Remembering their service in Secaucus

New mural is dedicated to town's veterans

Secaucus Mayor Michael J. Gonnelli, members of the Town Council and veterans after unveiling the mural.
Secaucus Mayor Michael J. Gonnelli, members of the Town Council and veterans after unveiling the mural.

The Secaucus Annual Veterans Day Ceremony on Nov. 11 included the unveiling of a new mural at the Secaucus post of the American Legion on Second Street.

The mural with the words, “All gave some, some gave all” coats a brick wall, just above a plaque containing the names of more than a dozen Secaucus residents who lost their lives in military service.

This included, from the Vietnam War, Raymond Schopmann; from World War II, Armondo A. Alvino,  William C. Mansfield, Thomas G. Blondel, Edmund R. Naters, Howard Eckel, Edward C. Riedel, Anthony F. Fusco, Martin J. Sampson,  Angus J. Gillis,  Frank L. Ivanoski, Paul Shetic,  Fred H. Koelle, Jr.,  Adrian H. Smit,  Louis A. Lanza,  Arnold S. Sparmann, and  Henry P. Walters; and from World War I, Joseph Hassenforder.

Mayor Michael Gonnelli, members of the Town Council, and many veterans attended the ceremony.

“We honor veterans today, but we want you to know that we are grateful for your service every day of the year,” said Gonnelli.

This year’s ceremony coincided with the 100th anniversary of the end of World War I.

Veterans Day was first celebrated on Nov. 11, 1921 when an unknown soldier’s remains were interred at Arlington National Cemetery at a site overlooking the Potomac River, a site that  once was the estate of Confederate Gen. Robert E. Lee.

The day became a point of reference for veterans throughout the United States, giving universal recognition of the end of World War 1.

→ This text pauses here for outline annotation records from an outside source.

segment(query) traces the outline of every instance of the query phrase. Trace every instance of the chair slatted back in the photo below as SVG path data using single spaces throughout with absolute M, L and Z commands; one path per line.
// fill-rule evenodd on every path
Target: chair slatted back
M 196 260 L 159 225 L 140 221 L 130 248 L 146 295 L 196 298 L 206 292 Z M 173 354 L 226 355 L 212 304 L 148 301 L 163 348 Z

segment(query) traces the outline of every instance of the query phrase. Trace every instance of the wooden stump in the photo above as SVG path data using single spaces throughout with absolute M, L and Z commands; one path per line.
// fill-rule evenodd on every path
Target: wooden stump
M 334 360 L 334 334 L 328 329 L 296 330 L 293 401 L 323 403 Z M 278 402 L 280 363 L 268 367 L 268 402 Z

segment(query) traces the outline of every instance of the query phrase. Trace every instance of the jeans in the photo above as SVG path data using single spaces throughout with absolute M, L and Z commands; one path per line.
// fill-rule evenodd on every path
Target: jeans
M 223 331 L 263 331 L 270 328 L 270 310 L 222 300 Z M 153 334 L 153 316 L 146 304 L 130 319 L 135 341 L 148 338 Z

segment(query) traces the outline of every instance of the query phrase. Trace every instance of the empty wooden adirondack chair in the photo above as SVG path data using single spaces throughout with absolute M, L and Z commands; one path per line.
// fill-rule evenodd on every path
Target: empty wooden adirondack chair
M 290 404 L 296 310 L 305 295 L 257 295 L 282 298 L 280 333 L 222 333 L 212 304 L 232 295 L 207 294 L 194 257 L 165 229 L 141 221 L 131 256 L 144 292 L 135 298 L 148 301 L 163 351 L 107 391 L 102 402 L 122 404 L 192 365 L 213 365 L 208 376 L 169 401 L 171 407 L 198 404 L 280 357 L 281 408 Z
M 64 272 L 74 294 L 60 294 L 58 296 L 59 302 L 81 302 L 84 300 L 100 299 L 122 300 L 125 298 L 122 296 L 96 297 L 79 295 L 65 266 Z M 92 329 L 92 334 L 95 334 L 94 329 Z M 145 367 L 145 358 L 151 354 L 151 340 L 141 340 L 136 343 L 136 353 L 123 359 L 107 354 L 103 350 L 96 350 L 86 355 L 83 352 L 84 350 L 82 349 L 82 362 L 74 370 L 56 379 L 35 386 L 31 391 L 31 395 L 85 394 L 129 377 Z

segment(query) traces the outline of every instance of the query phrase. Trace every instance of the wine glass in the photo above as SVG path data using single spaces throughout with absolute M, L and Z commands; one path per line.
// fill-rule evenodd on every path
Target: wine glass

The war ended at 11 a.m. on Nov. 11, 1918, or “the eleventh hour on the eleventh day of the eleventh month” as many say.

Armistice Day, as it was known then, became a national holiday in 1926. It was believed then that World War I would be the war to end all wars, something unfortunately disproven when violence again erupted in Europe within a decade, leading eventually to the Second World War.

In 1954, President Dwight Eisenhower signed legislation designating Nov. 11 as Veterans Day, this with the intent of honoring not only World War I veterans, but all veterans who fought for America. Two more unidentified veterans were buried in Arlington, one killed in WWII and one in the Korean Conflict.

In 1973 arrangements were made for the burial of an unknown soldier from the Vietnam War, though no unidentified solider was found until 1984.

“To honor these men, the 3rd US Infantry Honor Guard keeps constant vigil,” McClure said.

The last Secaucus vet from World War I died at the Elms Senior building in the early 1990s.

Secaucus saw one combat death during WWI, Joseph Hassenforder, for whom a plaque was decided outside of City Hall.

Hassenforder, who enlisted in the U.S. Army, attained the rank of corporal. He served with 3rd Division, 38th Infantry Regimen. He was listed as “killed in action” on July 15, 1918, and was buried in Oise-Aisne American Cemetery, Fere-en-Tardenois, France.